The bestiary is varied and brimming with foes human and animalistic alike, from giant spiders, dark wizards, trolls, goblins, poachers, ancient guardians and more. Certain enemies are protected by barriers that can only be shattered with the correct spell, while others are weak to specific castings, further layering encounters with tactical nuance.
However, combat never feels unfairly stacked against you. Yes, it can overwhelming at times with multiple foes, but once you’ve mastered the art of dodging and counter attack (circle and triangle, respectively) and have a bevy of spells up your wizard’s cloak, duels become an exhilarating experience. Seriously, there’s nothing more awesome than casting Levioso on a pesky Goblin, peppering them with your basic spell before finishing them off with a blast of Configero. Or perhaps that dark wizard is causing you trouble from afar? Nab him close with Accio and show him who’s boss with a quick cast of Expelliarmus.
Over time, your conjuring skills will grow to the point where you can unleash massive combos by juggling enemies with multiple spells, while effortlessly repelling attacks. This requires some dexterous finger work on your part, but it’s oh so gratifying to pull off equally pleasing on the eyes. The controls make it easy to switch between spells with a squeeze of the R2 and corresponding face button, making duels responsible and intuitive. Oh, and there’s some pretty towering bosses you’ll go up against that will make good use of your spell casting and a bit of trial and error thrown in for good measure; even so, they never feel cheap and it’s satisfying to fell a lumbering troll with some deft use of your wand.
You can even mix things up a bit by growing your own Mandrakes and Venomous Tentaculars if you fancy it, lobbing them into combat by assigning them with L1 and watching them cause their own unique brand of carnage.
Speaking of spells, learning them is part and parcel of your student life; some are earned as part of the main quest, others will come to you in the form of Assignments. Here, Hogwarts teachers will request you complete some tasks (usually fetch quests for ingredients, making potions or meeting requirements in combat) and teach you a new spell as a reward.

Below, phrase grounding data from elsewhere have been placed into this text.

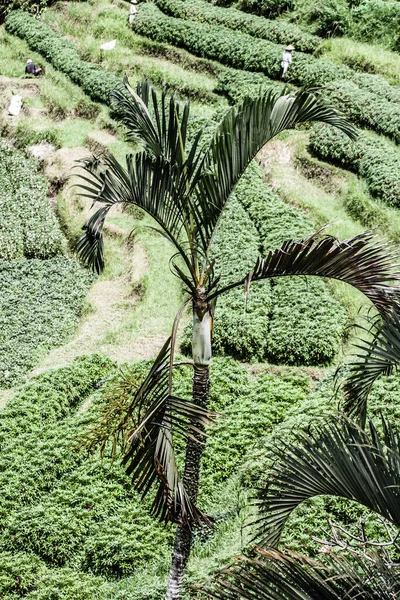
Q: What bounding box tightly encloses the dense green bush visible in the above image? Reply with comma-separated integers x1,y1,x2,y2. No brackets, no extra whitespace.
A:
235,0,294,18
155,0,320,53
215,67,284,103
310,124,400,207
351,0,400,51
0,140,65,260
236,163,347,366
294,0,350,37
325,79,400,144
181,196,272,361
0,356,174,597
5,11,120,104
199,365,310,499
0,258,94,387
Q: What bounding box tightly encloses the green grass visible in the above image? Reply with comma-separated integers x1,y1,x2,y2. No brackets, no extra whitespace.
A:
320,37,400,86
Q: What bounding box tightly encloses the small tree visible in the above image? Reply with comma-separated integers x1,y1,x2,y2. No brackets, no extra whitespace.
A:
75,79,400,599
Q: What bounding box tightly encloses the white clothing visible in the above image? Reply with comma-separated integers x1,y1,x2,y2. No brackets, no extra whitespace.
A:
129,5,137,24
281,50,292,75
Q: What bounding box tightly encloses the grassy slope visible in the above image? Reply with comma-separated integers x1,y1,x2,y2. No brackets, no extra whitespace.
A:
2,0,400,598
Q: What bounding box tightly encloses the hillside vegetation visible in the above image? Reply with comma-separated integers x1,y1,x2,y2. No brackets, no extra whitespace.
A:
1,0,400,597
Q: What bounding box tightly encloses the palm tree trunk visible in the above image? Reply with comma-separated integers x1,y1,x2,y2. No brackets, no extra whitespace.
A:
164,363,210,600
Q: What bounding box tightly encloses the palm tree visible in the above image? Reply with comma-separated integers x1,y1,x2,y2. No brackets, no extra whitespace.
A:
75,79,400,600
203,415,400,599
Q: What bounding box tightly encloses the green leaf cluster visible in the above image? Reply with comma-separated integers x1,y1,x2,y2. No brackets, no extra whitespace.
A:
310,124,400,207
0,258,93,387
0,140,65,260
4,11,120,104
154,0,320,53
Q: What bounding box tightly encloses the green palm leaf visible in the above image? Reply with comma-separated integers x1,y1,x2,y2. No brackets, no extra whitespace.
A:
341,309,400,427
196,89,356,250
210,230,400,316
255,417,400,548
203,547,400,600
82,338,211,525
73,150,199,277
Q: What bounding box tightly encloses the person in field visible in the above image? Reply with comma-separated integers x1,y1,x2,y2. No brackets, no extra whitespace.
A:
25,59,42,76
280,44,294,79
129,0,138,25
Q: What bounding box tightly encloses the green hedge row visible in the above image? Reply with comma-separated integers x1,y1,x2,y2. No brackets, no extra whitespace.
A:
204,0,294,18
132,4,400,143
235,163,347,366
0,353,313,597
0,259,93,388
0,140,65,260
310,124,400,208
0,355,174,598
324,79,400,144
154,0,320,53
5,11,120,104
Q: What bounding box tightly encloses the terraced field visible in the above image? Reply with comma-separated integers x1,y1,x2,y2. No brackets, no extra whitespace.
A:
1,0,400,598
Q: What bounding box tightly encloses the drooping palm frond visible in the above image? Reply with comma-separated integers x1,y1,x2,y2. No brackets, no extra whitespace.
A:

Spellcasting, Puzzles And Side Quests Help Flesh Out Hogwarts Legacy
It’s a bit of a shame that some classes you attend do not actually allow you to participate; rather, they play out in a quick cutscene, which is a missed opportunity. However, earlier classes – ostensibly tutorials for basic potions, growing and combat – at least make you feel more involved, allowing you to get to grips with the basics.
Assignments aren’t necessary to move the plot forward (main quests will give you the core spells you need) but I felt compelled to do them regardless. Aside from the fact it’s so rewarding to apply them in the field, the feeling of actually strengthening and growing my sartorially-challenged wizard chap is greatly accentuated as a result. It’s also important to note that your spells are put to good use for things besides zapping bad guys. Environmental traversal, puzzles and stealth all make use of your repertoire, whether it’s using Lumos to guide a butterfly back into its magical painting home or using Accio to manipulate floating platforms.

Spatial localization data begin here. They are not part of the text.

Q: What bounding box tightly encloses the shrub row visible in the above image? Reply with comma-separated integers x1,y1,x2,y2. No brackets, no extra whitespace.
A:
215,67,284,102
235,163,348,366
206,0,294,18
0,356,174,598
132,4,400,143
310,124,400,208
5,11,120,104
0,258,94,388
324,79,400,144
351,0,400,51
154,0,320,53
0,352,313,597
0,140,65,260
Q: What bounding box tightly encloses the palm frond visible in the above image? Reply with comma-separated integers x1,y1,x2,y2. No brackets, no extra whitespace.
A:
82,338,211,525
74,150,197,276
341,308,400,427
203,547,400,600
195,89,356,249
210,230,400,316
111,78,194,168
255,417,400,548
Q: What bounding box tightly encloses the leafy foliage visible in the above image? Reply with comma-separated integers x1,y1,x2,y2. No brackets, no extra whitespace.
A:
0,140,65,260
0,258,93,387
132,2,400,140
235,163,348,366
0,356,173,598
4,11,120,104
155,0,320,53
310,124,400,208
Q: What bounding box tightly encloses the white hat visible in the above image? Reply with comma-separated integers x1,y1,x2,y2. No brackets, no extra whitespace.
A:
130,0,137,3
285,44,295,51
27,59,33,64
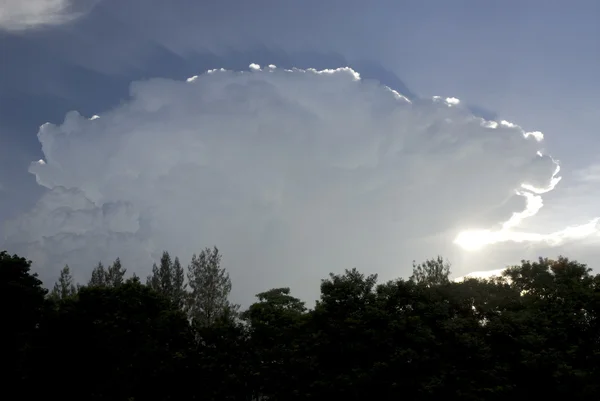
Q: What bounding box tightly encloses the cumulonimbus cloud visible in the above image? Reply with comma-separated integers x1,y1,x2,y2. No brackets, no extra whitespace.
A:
3,64,595,302
0,0,97,32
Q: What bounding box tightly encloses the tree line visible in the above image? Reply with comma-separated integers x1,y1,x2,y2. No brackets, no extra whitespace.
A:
2,247,600,400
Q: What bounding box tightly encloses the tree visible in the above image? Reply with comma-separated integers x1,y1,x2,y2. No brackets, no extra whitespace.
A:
88,262,107,287
106,258,126,287
10,248,600,400
193,307,252,401
243,288,307,323
497,257,600,399
147,251,172,294
308,268,381,399
318,267,378,310
410,256,451,286
187,246,237,328
147,262,160,291
171,257,186,310
49,265,77,301
242,288,307,400
146,251,187,310
0,251,48,394
88,259,126,288
32,279,195,401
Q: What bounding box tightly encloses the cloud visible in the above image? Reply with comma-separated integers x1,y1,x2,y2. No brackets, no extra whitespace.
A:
0,0,97,32
454,268,505,283
3,64,595,303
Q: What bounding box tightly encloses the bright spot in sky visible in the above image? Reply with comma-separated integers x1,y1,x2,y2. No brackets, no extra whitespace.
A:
453,154,598,252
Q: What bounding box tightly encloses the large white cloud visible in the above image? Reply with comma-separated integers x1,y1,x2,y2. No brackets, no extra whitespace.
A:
4,65,596,303
0,0,97,32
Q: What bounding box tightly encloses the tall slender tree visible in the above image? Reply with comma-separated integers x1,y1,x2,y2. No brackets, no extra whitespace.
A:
146,251,187,309
106,258,126,287
157,252,173,294
49,265,77,300
88,259,126,288
88,262,107,287
147,262,160,290
171,256,186,310
187,246,237,327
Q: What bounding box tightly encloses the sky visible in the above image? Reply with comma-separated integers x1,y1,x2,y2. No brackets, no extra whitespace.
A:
1,0,599,304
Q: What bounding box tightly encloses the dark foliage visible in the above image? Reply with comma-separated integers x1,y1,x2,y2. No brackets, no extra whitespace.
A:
3,250,600,400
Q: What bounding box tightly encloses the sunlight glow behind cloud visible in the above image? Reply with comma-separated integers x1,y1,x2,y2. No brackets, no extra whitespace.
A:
454,155,599,251
3,64,595,302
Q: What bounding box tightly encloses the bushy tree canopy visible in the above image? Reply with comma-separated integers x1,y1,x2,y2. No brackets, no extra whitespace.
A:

Hogwarts Legacy feels such a cohesive work as a result, with everything that’s intrinsic to the Wizarding mythos weaving its way into every nook and cranny of your adventure – people even use Owl Mail to contact you, which put a huge smile on my giddy face.
Of course, this is an RPG, so expect to hoover up XP and level up along the way, with your stats increasing further by equipping more advanced gear – leading to some decidedly incongruous wardrobe choices as you probably expect. Students and shop keepers alike will even comment humorously on your clobber. Talent Points meanwhile offer a palpable sense that you are becoming a more powerful wizard or witch. Here, you’ll feel points to buff things like Dark Arts, Stealth, Spells and more, which help you refine your character and fashion more of a unique playstyle as you increase your wizarding prowess. You’re never forced in one specific direction, and I never felt penalised for focussing my Talent Points in one key area over another.
The open-world is ripe with exploration opportunities too, and the amount of freedom you are afforded once things open up is impressive. There’s also tons of mini-games including Summoner’s Court, duelling training, solving Merlin’s Trials (these are great and really make use of a wide variety of abilities), popping balloons during flight, broomstick racing for fast time and bragging rights, and more. These are all optional of course, but with so much to see and do, the world is begging to be explored. You’ll also pack your Field Guide’s Collections tab with tons of lore and info about everything you’ve seen and done, so completionists can expect to spend dozens of hours hoovering everything up. Even as I write this review, there’s heaps of stuff I want to go back and discover, as the world has me totally hooked.
Along your wizarding journey you’ll pick up side quests from students and other folk, some more engaging than others. Admittedly there’s a lot dull filler in this department, with fetch quests and the usually ‘go here, do this and that’ rearing their head along the way, but there’s plenty of gems in the rough that offer more nuanced characterisation and give you spells time to shine.
Your fellow students are also fairly fleshed out, and while there’s the generic ‘Hufflepuff Student’ you’ll bump into, named folk are plentiful and have unique personalities that really help to ground you within the Hogwarts universe. There’s no Mass Effect-style dialogue wheels here, although you are given the chance reply cordially or act like a bit of a git, which can lead to some amusing responses.
You also have relationship quests that really accentuate your connection with specific folk, offering a more personal bond with certain characters that will eventually allow them to accompany you at times. The eclectic cast is nothing short of impressive, helped in no small part by the top notch voice acting that really makes Hogwarts Legacy’s characters – from jovial students like Poppy Sweeting to the no-nonsense bark of Nigellus Phillus Black – all the more memorable.
A Stunning World Backed By A Gorgeous Score And Tons Of Content
Hogwarts Legacy is a gorgeous-looking game. From golden-brown sunsets, lavishly-detailed architecture to the dark and moody forests, the game oozes atmosphere; characters look equally impressive, with students’ youthful features sparkling with wonder and joy, while the worn, wrinkled gaze of ageing wizards and teachers mask immense grace and wisdom.
The soundtrack is equally brilliant, evoking an almost child-like curiosity with its whimsical, uplifting beats, although it isn’t afraid to get moody and dark when the need arises. If you’ve watched the Harry Potter movies, then you won’t be disappointed.
Performance wise there’s not much to pick at here, as I didn’t encounter any egregious issues regarding frame rate or glitches save for a few dips in FPS in busy fights. A few times I got stuck on the scenery but managed to extricate myself easily enough, so there’s nothing really to complain about. The Performance Mode I used was silky-smooth and while Fidelity looks sharper, I honestly didn’t find any problems sacrificing eye-candy for frame rate.
Hogwarts Legacy is a masterclass in fantasy-RPG goodness, backed up by a faithful and stunning recreation of one the most beloved fantasy worlds of modern fantasy literature. Yes, some quests are a bit naff and you get the feeling some of the characters could be given more attention, but with so much to do, a fantastic main quest packed with interesting twists and turns, not to mention the chance to become a badass wizard or witch along the way, Hogwarts Legacy is a must-have for RPG and Potter fans alike.
Hogwarts Legacy is due out on February 10, 2023 for PS5, PC and Xbox Series X/S, with early access available on February 7. The PS4 and Xbox One versions are due in April with a Nintendo Switch edition arriving in July.
Review code kindly provided by publisher.